Jurisdiction of Civil Courts: An Introduction
Types of jurisdiction are nowhere provided in CPC. In the Civil Procedure Code, 1908, we cannot find the explanation of the term jurisdiction, of the civil court. In other words, the simple meaning of the jurisdiction that can be derived from the CPC is the jurisdiction described as the power of the courts to settle the dispute.
The Latin maxim, 'Ubi jus Ibi Remedium' which means where there is a right, there is a remedy. So, anyone having an objection has the right to sue which is provided under legal provisions.
Meaning of Jurisdiction
We can seek the meaning of the jurisdiction in two Latin terms - 'Juris' and 'Dicta'. Here, the meaning of Juris is the 'Law' and Dicta means 'To Speak'. So, we can see that the term jurisdiction means 'Speak by Law'.
The definition of jurisprudence has not been provided under the Civil Procedure Code.
Generally, jurisdiction is defined as the power of the judiciary or the extent to which the court exercises its power over suits, appeals etc.

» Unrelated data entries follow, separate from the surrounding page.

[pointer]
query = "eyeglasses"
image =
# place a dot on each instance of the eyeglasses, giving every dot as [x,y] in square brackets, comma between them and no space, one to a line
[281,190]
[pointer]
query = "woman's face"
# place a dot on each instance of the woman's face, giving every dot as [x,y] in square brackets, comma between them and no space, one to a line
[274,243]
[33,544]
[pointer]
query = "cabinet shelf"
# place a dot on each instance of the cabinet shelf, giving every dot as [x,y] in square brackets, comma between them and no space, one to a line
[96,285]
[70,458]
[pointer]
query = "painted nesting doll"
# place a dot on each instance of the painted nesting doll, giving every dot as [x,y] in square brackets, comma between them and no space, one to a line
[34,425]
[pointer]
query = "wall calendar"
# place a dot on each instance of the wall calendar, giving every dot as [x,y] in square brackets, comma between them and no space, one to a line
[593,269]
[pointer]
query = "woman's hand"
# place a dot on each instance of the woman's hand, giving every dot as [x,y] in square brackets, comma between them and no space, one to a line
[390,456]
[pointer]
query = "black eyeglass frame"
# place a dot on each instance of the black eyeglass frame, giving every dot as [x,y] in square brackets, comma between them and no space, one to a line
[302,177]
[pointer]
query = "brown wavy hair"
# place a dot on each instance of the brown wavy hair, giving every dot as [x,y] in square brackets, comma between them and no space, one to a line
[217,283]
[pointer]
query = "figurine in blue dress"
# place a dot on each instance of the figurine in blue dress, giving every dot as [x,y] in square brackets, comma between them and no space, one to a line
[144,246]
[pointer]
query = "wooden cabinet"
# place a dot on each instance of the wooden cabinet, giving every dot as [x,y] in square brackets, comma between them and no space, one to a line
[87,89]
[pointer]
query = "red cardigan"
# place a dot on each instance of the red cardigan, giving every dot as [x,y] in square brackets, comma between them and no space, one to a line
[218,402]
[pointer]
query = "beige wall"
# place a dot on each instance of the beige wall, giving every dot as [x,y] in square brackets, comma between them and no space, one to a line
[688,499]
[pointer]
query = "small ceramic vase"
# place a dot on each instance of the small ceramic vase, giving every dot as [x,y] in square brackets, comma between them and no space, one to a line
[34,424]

Black's law dictionary defines the word 'Jurisdiction' as 'A power of the court to decide the case or issue a decree.'
Types of Jurisdiction of the Civil Court
The civil jurisdiction of the court empowers the court to deal with disputes of civil nature. Here, we'll discuss some types of jurisdiction of the civil court.
1. Original Jurisdiction
Original jurisdiction empowers the court to entertain any dispute of civil nature at an early stage. In simple words, where we file the civil suit at the first instance to deal with our issue is the original jurisdiction of the court.
Example: Consider, there is a dispute of civil nature between two states, then the case should be filed before the Supreme Court and not before the High Court or District Court. Thus, this is the original jurisdiction of the Supreme Court.

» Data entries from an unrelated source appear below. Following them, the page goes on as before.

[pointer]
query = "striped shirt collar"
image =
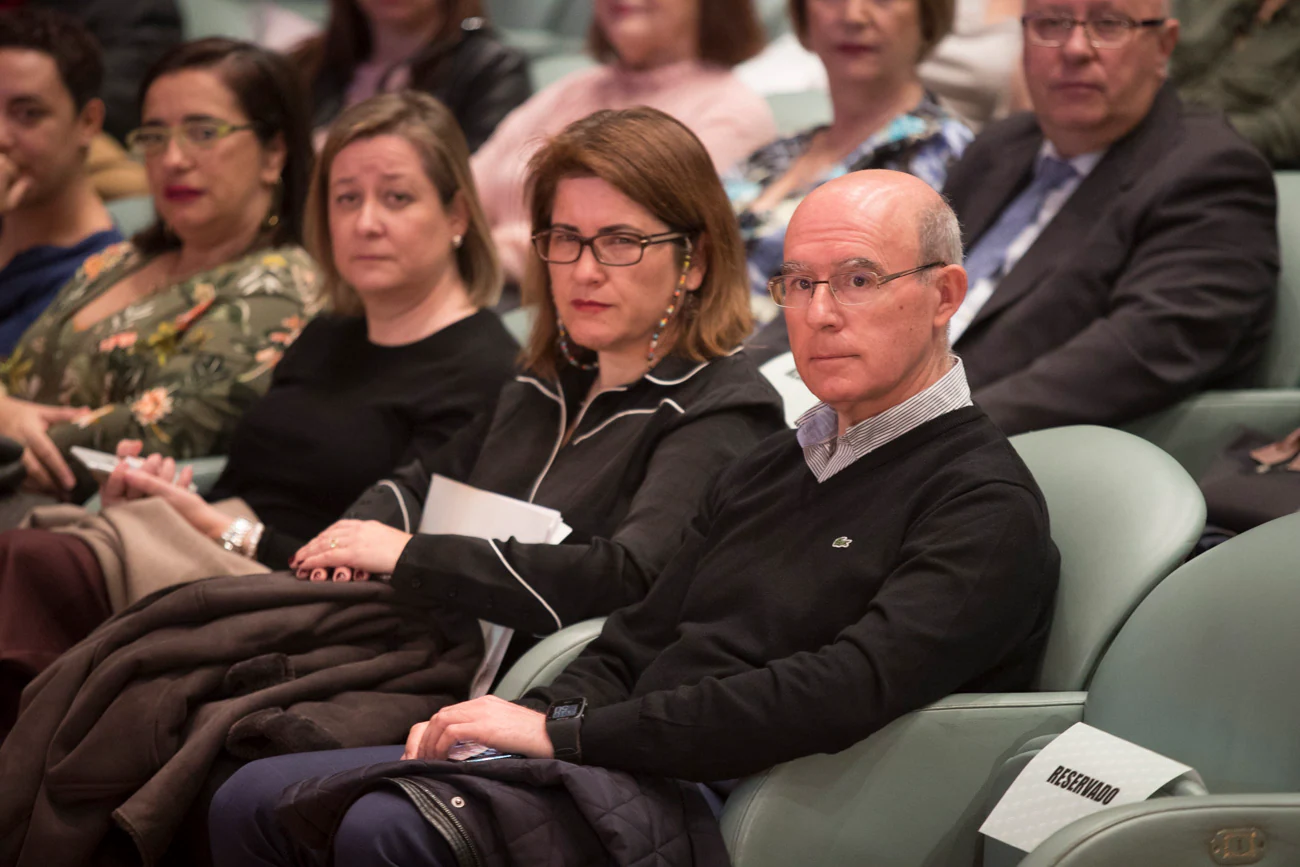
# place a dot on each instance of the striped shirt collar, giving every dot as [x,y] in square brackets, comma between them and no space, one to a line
[827,454]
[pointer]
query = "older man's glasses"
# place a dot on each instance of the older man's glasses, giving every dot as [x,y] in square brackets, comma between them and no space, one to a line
[619,248]
[848,287]
[1109,30]
[198,133]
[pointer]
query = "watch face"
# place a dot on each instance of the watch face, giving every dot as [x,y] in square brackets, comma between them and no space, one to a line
[566,711]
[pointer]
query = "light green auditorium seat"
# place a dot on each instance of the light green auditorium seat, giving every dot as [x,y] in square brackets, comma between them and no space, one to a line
[131,213]
[1182,832]
[1205,672]
[541,27]
[1123,515]
[1199,428]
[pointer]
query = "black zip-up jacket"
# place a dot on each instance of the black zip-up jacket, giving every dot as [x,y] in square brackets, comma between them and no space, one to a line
[477,78]
[628,478]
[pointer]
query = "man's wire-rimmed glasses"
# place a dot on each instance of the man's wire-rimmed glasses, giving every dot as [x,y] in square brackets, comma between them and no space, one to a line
[618,248]
[849,287]
[1109,30]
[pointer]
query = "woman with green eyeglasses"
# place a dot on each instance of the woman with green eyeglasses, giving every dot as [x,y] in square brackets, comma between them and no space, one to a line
[170,337]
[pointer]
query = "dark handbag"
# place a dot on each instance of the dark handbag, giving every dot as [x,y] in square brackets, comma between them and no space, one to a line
[1252,481]
[12,472]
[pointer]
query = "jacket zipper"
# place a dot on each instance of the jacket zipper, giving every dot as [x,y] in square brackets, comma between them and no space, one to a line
[559,439]
[442,819]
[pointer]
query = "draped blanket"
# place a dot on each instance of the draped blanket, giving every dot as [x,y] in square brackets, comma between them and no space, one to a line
[122,731]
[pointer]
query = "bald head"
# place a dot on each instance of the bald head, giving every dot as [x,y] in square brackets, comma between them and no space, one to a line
[893,198]
[889,247]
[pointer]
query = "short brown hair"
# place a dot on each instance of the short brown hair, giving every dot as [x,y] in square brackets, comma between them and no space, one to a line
[329,60]
[729,33]
[434,134]
[936,22]
[659,164]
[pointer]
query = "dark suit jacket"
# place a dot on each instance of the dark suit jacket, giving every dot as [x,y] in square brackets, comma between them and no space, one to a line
[1156,280]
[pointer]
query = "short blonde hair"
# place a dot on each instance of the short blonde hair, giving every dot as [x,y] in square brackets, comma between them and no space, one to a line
[936,22]
[437,138]
[659,164]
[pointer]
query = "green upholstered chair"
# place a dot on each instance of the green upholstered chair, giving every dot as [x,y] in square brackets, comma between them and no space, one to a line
[1181,832]
[541,27]
[131,213]
[1205,672]
[1199,428]
[1123,515]
[234,18]
[546,659]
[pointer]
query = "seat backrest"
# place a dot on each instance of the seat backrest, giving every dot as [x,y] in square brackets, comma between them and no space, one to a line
[547,658]
[1123,516]
[1207,670]
[1279,368]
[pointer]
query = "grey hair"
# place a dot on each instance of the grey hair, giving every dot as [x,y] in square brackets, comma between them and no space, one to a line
[940,234]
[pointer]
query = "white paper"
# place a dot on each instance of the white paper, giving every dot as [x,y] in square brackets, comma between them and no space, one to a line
[456,508]
[1082,771]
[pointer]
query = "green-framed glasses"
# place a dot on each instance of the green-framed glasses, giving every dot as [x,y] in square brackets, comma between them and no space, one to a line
[199,133]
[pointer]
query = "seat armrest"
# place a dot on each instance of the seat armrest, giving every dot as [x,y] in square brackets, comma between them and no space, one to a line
[1181,832]
[1197,429]
[911,794]
[547,658]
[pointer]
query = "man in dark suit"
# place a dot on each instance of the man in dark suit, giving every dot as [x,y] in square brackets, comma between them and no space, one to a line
[1121,247]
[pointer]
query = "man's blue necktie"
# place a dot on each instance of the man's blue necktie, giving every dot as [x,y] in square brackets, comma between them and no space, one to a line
[987,256]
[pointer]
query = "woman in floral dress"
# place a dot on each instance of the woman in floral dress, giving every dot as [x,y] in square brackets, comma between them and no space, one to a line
[170,337]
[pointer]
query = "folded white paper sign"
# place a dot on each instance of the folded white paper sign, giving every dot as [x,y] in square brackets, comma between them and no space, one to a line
[455,508]
[1083,770]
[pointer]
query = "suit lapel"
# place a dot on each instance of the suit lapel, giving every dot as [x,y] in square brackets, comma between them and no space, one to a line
[1091,199]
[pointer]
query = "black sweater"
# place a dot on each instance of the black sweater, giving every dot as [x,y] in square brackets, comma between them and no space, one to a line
[628,480]
[800,618]
[341,412]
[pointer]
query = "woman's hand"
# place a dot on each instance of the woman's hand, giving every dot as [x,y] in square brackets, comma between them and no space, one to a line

2. Territorial / Area Wise Jurisdiction
The territorial / area wise jurisdiction of the court depends on the territory within which the court is empowered to deal with the matters of civil nature is called its territorial jurisdiction. So, the court does not have the power to deal with civil disputes beyond its territorial jurisdiction.
The limits of territorial or area wise jurisdiction have been fixed by the Government. And, the courts and tribunals cannot exercise their jurisdiction beyond the limits imposed by the Government.
Example: The dispute relating to the partition of the immovable property situated in the district can be filed before that particular district court and not to any other district court. If the disputed property is located in the district then the same district court has the power to deal with the issue.
Similarly, the Bombay High Court has the power to deal with issues arising within the State of Maharashtra only and not outside.
3. Pecuniary / Monetary Jurisdiction
The meaning of pecuniary jurisdiction or monetary jurisdiction, it is the monetary value of the subject matter in the suit which is heard and decided by the authority of the court.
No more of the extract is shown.